Le livre Laure Heinich, Porter leur voix, Un avocat sans effet de manches , composé à partir du blog qu’elle sur Rue89, évoque à plusieurs reprises les commentaires que les internautes apposent aux posts de son blog. Des commentaires parfois durs, voire violents sur certains sujets, au point qu’une fois au moins, sa chronique a été déplacée dans un espace moins exposé du site pour éviter le déchaînement.
Question passionnante que celle des commentaires.
Question passionnante parce que la possibilité donnée à l’internaute de commenter ses lectures est un acquis indiscutable d’Internet. Si l’on voulait grossir le trait, on pourrait dire que ce qui distingue la position de l’internaute de celle du téléspectateurs ou de l’auditeur de radio, c’est qu’il peut commenter publiquement, et qu’il y aura trace de son commentaire (c’est une expérience qu’on a tous fait de gueuler devant son poste de télé ou son poste de radio et d’enrager d’impuissance face à l’inutilité totale de cette colère le commentaire a au moins la vertu de la matérialiser). Et pourtant, au quotidien, les commentaires posent maints problèmes aux émetteurs du propos initial : s’ils peuvent être nécessaires parce qu’ils apportent des informations complémentaires, contradictoires, ou parce qu’ils corrigent des erreurs, les commentaires ne sont pas toujours passionnants –pas très grave -, pas toujours très argumentés –pas très grave non plus -, mais ils sont facilement agressifs (envers l’auteur du papier, envers le sujet, envers le commentaire précédent), ce qui est plus embêtant. Sur certains sujets, cela vire inévitablement au pugilat. Du coup, il faut s’en occuper, modérer, ça prend du temps, et ça pose très vite des questions éthiques et politiques.

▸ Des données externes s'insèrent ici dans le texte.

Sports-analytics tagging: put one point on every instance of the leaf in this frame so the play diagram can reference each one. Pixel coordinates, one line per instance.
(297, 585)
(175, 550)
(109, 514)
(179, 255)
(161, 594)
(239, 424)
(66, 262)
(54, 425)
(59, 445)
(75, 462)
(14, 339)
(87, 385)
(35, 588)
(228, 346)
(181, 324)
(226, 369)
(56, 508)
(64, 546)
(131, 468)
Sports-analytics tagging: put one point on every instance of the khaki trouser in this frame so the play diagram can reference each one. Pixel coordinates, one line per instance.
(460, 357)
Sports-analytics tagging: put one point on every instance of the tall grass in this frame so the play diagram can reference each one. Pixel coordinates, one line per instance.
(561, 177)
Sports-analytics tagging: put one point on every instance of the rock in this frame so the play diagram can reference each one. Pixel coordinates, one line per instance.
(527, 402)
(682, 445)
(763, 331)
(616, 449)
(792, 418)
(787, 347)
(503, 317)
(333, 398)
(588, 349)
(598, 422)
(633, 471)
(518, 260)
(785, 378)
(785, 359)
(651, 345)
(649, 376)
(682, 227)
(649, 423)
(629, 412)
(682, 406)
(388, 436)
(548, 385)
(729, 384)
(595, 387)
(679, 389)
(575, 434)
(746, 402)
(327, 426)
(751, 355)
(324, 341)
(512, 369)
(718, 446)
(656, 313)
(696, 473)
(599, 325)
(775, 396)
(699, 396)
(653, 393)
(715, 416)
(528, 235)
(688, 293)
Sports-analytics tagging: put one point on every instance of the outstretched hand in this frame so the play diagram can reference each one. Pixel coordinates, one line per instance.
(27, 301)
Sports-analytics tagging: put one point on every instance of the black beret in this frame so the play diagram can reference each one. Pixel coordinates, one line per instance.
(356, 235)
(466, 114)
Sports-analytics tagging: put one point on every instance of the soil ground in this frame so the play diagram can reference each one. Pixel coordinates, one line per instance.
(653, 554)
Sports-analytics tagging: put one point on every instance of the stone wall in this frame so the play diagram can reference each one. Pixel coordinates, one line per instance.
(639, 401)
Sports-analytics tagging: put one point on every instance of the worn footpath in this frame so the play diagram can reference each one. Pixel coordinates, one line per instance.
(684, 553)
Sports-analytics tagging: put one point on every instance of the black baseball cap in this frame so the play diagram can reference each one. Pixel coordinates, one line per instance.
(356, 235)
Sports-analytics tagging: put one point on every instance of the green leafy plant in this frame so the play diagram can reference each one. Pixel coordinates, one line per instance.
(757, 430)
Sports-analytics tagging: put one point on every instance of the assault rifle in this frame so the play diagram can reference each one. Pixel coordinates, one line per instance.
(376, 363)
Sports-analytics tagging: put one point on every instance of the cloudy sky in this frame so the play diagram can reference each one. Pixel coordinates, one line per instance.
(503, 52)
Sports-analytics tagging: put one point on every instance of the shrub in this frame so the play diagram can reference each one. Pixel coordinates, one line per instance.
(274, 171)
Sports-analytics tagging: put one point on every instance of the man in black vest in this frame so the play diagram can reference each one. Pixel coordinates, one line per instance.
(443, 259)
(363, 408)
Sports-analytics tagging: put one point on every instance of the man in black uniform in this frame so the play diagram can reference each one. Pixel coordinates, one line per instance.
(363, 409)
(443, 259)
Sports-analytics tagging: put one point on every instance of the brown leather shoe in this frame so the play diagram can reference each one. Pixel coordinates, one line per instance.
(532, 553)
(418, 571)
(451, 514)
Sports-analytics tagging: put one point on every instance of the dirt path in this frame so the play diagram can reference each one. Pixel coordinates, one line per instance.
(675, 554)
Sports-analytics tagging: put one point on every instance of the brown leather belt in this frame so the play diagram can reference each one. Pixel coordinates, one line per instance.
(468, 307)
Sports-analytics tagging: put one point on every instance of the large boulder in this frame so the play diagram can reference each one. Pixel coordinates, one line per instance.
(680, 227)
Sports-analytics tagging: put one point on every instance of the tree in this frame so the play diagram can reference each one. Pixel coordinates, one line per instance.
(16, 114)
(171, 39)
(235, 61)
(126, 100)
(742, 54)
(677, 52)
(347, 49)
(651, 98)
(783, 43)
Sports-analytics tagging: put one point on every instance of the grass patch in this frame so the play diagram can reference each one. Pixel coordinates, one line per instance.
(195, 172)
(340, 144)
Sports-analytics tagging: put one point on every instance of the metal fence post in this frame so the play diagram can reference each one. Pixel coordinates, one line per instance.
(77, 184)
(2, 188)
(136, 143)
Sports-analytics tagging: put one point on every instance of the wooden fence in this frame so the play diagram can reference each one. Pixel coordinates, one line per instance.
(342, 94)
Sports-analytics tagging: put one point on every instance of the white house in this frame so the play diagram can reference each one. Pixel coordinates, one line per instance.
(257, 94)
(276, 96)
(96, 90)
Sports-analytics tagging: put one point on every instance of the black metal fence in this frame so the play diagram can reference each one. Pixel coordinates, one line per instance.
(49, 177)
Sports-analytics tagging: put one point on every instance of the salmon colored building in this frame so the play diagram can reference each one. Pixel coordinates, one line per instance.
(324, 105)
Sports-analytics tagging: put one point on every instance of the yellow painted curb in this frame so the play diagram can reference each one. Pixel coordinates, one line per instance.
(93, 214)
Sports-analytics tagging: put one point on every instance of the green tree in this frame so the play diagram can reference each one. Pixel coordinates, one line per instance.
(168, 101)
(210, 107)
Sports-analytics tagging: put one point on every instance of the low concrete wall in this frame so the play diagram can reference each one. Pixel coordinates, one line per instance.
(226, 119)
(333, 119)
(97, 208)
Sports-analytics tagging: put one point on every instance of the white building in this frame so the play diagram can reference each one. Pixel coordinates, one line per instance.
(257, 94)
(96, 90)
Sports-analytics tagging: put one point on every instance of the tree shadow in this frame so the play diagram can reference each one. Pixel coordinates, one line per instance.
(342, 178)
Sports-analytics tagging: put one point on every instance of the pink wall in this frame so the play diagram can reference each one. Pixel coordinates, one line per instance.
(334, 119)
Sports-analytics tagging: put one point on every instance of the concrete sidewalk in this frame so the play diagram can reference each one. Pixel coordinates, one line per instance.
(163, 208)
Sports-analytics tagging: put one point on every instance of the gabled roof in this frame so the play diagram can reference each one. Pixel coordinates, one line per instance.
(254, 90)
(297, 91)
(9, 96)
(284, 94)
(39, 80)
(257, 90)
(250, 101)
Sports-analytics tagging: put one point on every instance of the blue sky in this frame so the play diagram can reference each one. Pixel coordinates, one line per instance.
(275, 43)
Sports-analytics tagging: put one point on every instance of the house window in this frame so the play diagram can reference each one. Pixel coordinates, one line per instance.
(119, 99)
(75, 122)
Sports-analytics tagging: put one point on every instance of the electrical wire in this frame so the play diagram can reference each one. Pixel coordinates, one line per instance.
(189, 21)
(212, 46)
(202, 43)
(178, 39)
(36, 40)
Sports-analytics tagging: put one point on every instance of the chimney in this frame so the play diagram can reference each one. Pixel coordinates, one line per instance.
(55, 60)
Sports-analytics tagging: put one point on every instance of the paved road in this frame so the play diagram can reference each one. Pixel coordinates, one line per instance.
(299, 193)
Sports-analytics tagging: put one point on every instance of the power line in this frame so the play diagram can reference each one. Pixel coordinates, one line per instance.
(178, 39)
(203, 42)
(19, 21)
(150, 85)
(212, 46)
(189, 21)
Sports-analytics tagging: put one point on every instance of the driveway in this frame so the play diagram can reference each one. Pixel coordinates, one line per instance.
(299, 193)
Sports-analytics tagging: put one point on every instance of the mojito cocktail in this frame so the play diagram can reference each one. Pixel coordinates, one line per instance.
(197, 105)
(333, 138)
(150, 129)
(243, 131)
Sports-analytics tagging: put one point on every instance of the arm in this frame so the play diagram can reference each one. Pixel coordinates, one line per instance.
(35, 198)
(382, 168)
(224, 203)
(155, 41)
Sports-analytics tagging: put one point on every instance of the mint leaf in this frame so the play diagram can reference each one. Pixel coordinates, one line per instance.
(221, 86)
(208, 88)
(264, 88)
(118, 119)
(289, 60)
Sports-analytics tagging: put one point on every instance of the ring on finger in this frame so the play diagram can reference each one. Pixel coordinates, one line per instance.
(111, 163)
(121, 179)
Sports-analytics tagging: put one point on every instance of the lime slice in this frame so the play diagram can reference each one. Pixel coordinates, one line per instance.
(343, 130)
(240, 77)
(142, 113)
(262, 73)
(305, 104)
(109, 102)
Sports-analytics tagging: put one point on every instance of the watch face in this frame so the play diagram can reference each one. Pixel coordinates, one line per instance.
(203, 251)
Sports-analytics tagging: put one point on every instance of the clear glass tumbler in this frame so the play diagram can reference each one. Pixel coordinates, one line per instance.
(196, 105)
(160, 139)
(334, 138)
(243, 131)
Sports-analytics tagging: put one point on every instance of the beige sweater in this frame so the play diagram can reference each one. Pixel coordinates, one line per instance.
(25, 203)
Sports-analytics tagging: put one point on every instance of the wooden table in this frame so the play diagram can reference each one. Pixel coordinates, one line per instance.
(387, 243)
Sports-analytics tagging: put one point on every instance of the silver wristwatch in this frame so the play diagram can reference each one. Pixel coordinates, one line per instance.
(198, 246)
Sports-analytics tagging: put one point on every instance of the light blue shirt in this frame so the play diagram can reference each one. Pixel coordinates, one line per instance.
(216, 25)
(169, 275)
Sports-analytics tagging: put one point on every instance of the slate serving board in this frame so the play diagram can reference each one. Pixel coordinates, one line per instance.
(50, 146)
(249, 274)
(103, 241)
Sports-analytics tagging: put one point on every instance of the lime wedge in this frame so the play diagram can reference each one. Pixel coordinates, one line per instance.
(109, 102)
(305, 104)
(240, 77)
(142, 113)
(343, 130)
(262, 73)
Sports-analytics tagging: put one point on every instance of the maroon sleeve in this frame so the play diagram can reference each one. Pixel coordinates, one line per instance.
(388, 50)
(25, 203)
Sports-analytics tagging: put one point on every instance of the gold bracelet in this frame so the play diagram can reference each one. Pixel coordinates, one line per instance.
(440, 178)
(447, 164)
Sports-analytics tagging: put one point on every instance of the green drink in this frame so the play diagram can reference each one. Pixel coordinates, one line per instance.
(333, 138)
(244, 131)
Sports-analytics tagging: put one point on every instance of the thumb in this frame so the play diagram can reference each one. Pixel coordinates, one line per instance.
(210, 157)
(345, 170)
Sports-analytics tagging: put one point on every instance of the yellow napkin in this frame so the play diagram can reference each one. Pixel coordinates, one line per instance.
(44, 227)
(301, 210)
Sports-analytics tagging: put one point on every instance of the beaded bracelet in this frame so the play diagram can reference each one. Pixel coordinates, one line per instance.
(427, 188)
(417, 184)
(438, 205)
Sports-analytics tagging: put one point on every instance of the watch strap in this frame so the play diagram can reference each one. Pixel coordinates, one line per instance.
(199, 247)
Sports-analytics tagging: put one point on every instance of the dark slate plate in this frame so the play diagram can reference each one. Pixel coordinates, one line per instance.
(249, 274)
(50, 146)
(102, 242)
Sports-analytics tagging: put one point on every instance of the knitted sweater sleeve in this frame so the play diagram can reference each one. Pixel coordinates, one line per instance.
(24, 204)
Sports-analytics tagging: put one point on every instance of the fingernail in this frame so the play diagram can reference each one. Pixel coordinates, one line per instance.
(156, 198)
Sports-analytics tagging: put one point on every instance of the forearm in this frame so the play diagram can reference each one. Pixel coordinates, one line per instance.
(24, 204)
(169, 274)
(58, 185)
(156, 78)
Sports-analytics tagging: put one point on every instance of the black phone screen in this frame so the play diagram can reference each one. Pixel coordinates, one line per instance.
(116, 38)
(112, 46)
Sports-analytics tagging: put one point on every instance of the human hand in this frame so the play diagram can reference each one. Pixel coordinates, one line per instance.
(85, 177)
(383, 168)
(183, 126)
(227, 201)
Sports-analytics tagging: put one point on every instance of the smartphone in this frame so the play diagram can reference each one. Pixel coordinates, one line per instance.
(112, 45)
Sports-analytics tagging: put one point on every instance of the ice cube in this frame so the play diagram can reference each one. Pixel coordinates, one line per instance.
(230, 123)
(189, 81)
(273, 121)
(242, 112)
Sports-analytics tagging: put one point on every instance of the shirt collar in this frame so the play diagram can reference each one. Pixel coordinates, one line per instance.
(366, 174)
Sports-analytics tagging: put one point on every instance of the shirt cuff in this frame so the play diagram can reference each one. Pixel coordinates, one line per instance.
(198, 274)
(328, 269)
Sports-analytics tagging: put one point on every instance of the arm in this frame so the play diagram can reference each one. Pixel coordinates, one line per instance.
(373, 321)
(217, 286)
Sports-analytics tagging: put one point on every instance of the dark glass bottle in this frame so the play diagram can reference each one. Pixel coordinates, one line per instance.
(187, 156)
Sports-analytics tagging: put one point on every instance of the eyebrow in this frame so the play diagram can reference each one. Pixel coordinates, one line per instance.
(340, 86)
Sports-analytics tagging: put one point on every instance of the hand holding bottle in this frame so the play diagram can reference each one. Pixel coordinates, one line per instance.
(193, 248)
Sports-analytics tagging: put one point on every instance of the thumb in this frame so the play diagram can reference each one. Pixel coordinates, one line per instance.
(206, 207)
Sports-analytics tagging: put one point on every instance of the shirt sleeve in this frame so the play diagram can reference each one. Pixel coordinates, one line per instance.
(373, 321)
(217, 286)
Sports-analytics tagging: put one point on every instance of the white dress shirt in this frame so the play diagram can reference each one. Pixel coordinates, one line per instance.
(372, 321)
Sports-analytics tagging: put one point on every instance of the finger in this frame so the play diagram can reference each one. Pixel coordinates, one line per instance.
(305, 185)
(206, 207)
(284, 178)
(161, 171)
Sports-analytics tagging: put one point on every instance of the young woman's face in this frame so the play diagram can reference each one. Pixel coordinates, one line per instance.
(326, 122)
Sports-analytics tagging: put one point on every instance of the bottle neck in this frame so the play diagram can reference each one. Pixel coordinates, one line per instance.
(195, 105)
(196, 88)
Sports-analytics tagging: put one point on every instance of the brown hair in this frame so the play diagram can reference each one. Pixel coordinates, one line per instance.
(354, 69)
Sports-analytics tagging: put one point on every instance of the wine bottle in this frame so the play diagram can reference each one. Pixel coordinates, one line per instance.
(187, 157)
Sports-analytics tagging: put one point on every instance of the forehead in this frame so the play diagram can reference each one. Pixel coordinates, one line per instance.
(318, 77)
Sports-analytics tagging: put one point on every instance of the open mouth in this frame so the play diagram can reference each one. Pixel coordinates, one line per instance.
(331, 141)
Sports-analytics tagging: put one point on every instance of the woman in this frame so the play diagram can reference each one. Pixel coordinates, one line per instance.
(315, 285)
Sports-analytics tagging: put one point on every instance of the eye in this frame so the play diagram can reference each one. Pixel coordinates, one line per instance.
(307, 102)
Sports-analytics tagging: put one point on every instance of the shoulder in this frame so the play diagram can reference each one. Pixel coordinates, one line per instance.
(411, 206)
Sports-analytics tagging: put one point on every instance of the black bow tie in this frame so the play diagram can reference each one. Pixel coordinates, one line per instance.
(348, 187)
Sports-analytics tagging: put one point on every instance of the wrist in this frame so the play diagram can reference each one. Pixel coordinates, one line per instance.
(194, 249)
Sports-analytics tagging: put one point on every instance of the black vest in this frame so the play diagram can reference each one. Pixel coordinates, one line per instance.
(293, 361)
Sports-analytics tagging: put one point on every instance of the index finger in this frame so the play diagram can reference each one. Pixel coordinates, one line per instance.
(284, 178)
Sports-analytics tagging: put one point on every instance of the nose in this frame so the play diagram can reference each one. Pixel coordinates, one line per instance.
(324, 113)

Ces questions animent toutes les rédactions, tous les bloggueurs et bloggueuses un peu lus. Tout le monde se trouvant pris dans des contradictions. Etre présent sur le Web, c’est accepter le jeu du Web, d’accord, mais jusqu’où ? On craint les commentaires, mais on craint encore plus leur absence : ne pas être commenté, c’est comme si on intéressait pas… Les journalistes en discutent entre eux, râlent, les médias édictent des chartes, changent régulièrement leur stratégie : modération a priori (il doit être validé pour apparaître), a posteriori (il apparaît mais peut être retiré si il est litigieux), signalement des commentaires litigieux pas des tiers, par des robots qui repèrent des mots clés, voire carrément suppression des fils de commentaires. Une solution adoptée très marginalement pour une raison évidente, il est presque impossible de se priver d’un acquis démocratique : la possibilité donnée par un média de critiquer la position d’autorité.
Alors, revenons au point de départ : qu’est-ce que c’est un commentaire ? On met sous un même nom, et une même forme, des choses très différentes : la réaction épidermique, la correction de forme, la lecture hyper attentive, l’opposition politique…. Transposons cela dans un monde hors ligne : vous vous mettez dans la rue et vous parlez. Les commentaires ce seraient la mise sur le même plan de la personne qui vous a bien écouté et vous réponds de manière argumentée, de la personne qui relève vos fautes de syntaxe, de celle qui trouve que vos chaussures sont mal cirées, de celle qui vous trouve inconditionnellement merveilleux, du dingue de passage qui entend ce qu’il veut, des conversations qui prennent dans l’auditoire et qui portent sur complètement autre chose, etc. Les commentaires rassemblent tout cela et le mettent au même niveau. Sachant par ailleurs qu’ils ne gardent aucune trace de ceux qui écoutent sans rien dire (qu’ils soient d’accord ou pas), de ceux qui passent sans écouter.
Une fois dit cela, qu’est-ce qu’on fait ?
on pourrait distinguer ces différentes catégories de commentaires, les faire apparaître différemment selon qu’ils sont une simple correction, un éloge, un coup de gueule, une discussion. Ou alors, au contraire, on accepte ce mélange comme une caractéristique de la conversation numérique qui a pour vice et vertu de faire tout apparaître au même niveau sauf le silence. Et on trouve un moyen de faire apparaître le silence, de faire apparaître l’absence de commentaire. Je ne sais pas comment ça pourrait marcher, mais je trouverais ça beau qu’il y ait une zone pour le commentaire et un espace pour le silence. Que le web garde trace du silence aussi.